To further increase storage density without scaling the size of the bits, manufacturers are turning to novel, more stacked architectures for both DRAM and NAND flash chips. Applied has developed the systems to enable this significant design change, providing manufacturers with the capability to produce high-reliability, low-cost memory chips for solid-state hard drives and other memory-intensive mobile applications.

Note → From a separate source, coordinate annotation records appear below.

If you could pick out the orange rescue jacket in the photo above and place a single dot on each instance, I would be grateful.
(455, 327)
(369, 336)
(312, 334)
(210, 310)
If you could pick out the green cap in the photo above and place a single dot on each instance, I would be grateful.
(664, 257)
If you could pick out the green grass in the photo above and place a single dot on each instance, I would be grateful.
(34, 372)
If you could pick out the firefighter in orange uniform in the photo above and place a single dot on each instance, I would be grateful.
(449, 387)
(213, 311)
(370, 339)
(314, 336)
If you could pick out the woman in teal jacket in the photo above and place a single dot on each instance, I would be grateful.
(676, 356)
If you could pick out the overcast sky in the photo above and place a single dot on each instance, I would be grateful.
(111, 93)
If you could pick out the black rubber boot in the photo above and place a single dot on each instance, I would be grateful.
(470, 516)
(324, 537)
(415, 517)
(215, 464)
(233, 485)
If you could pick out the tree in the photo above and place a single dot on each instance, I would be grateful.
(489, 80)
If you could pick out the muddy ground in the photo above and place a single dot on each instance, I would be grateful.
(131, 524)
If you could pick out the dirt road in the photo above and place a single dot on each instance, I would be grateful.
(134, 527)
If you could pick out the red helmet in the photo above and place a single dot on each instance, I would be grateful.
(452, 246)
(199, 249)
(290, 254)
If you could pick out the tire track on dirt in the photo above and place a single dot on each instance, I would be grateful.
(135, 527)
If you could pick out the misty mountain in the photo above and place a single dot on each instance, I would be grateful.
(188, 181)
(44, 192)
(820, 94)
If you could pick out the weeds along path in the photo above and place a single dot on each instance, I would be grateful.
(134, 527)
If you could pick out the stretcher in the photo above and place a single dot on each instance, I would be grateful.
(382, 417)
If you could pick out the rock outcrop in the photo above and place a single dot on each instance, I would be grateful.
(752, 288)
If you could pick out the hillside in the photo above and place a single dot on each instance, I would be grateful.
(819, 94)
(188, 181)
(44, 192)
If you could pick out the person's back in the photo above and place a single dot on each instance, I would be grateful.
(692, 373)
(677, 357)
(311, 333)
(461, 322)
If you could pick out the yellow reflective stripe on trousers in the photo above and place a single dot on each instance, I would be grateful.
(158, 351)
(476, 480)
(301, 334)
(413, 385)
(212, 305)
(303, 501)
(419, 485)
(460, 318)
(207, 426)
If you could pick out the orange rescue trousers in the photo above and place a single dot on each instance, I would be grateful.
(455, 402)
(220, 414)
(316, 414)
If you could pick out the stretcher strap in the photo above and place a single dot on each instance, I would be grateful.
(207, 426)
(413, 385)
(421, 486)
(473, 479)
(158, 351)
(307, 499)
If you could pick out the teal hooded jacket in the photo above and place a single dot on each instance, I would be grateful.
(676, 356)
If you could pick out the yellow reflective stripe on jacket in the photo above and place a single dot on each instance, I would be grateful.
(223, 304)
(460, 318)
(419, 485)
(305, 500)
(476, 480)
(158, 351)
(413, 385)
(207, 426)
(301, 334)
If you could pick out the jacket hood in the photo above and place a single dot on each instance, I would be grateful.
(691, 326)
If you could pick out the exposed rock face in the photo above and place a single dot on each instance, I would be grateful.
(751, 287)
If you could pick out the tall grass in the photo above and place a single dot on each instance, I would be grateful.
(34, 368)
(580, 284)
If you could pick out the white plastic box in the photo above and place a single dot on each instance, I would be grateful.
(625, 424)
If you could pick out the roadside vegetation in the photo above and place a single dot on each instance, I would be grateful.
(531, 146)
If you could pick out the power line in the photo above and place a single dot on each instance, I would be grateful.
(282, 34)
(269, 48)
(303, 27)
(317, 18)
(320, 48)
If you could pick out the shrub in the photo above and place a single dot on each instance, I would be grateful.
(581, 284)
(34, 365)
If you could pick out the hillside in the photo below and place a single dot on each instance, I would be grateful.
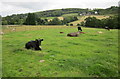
(18, 19)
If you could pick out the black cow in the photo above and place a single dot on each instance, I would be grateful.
(107, 28)
(34, 44)
(79, 28)
(74, 34)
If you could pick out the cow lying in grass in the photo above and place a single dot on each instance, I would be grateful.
(107, 28)
(34, 44)
(74, 34)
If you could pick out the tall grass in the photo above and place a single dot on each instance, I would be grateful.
(90, 55)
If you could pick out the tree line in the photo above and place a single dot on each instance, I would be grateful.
(18, 19)
(111, 22)
(32, 19)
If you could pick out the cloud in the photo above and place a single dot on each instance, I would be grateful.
(24, 6)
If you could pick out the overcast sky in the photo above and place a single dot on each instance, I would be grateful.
(9, 7)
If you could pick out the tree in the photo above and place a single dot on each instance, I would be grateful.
(30, 20)
(55, 21)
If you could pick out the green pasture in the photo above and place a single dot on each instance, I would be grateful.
(92, 54)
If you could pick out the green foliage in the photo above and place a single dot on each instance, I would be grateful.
(55, 21)
(31, 19)
(89, 55)
(69, 19)
(19, 19)
(111, 22)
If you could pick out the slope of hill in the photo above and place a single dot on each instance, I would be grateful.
(17, 19)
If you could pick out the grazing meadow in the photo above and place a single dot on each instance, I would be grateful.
(93, 54)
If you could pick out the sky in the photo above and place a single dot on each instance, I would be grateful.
(9, 7)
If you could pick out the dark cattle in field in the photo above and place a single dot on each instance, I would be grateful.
(74, 34)
(107, 28)
(79, 28)
(34, 44)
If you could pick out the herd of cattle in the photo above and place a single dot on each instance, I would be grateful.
(35, 45)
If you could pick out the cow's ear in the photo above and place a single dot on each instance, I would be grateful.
(36, 40)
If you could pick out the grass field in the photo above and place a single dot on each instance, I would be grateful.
(82, 18)
(91, 54)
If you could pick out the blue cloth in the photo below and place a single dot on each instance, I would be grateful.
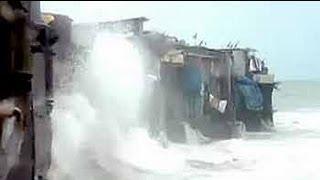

Conventional DRAM designs surround each storage capacitor with its control circuitry and address lines. To pack more bits onto each chip, leading memory makers are instead burying the address lines underneath the capacitor in the silicon wafer. Applied has met this new design challenge with a full range of manufacturing systems targeted to enable this new approach.
Next-Generation NAND Chips
As further scaling of conventional flash memory cells becomes impractical, many leading manufacturers are developing a technology called "3D Stacked NAND." Multiple 2D memory arrays are fabricated on top of each other, thereby multiplying the capacity of the chip without reducing the size of each cell. Applied's innovative systems are helping flash memory manufacturers implement this exciting new technology.